“What in the actual f— are you doing, trying to pigeonhole us into the Facebook model?” That was the question that billionaire venture capitalist Chris Sacca posed to Twitter’s board, he told attendees of TheGrill conference last October.
Since October, Twitter has seen its then-$30-per-share stock price fall by more than 50 percent, interim CEO Jack Dorsey confirmed as permanent CEO, and Sacca as confident in the company (and its advantage over Facebook) as ever before.
On May 11 of last year, he tweeted: “Still not sure why Twitter lets Facebook get cross posts. Cutting them off would starve FB of real news content.”

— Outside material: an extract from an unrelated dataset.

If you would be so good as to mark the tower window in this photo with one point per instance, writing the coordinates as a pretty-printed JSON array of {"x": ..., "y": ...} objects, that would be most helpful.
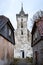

Sacca, Twitter’s biggest investor, still blames Twitter’s board for the company’s mishandled IPO filing in 2013, which he says was due to their lack of understanding about Twitter’s unique role as a social media platform.
“In its IPO filing Twitter said, ‘You should measure the growth of this company based on monthly active users who are logged in to the site,'” he said at TheGrill. “I think that was a mistake.”
Though such metrics make sense for Facebook, which requires logging in and having a friend network, Twitter doesn’t require users to create an account and can function without collecting a user’s personal information.
Setting monthly active users as the yardstick for success was further evidence, according to Sacca, that the “bankers and mutual funds” behind the IPO were trying to force Twitter to fit the Facebook model.
Sacca has always seen the two social media platforms as distinctly different.
“Facebook is who you used to know, Twitter is who you want to know, and things you want to know more about,” Sacca said.
This characterization speaks to the roles that these social media services have cemented for themselves over the past decade. Twitter is but one of Sacca’s investments in disruptor technologies including Instagram, Uber, Blue Bottle Coffee, and Kickstarter. Since TheGrill, Sacca has also joined the hit ABC show “Shark Tank,” where as one of the sharks he invests in pitches by budding entrepreneurs.
“We have distributed the risk. We have distributed the wealth. And I think we’ve enabled a whole new generation of creators who can succeed without having to necessarily be on magazine covers but be perfectly happy and content,” he said at TheGrill.
It’s easy for him to say; one of the youngest self-made billionaires in the country, Sacca was featured on the cover of Forbes magazine last March.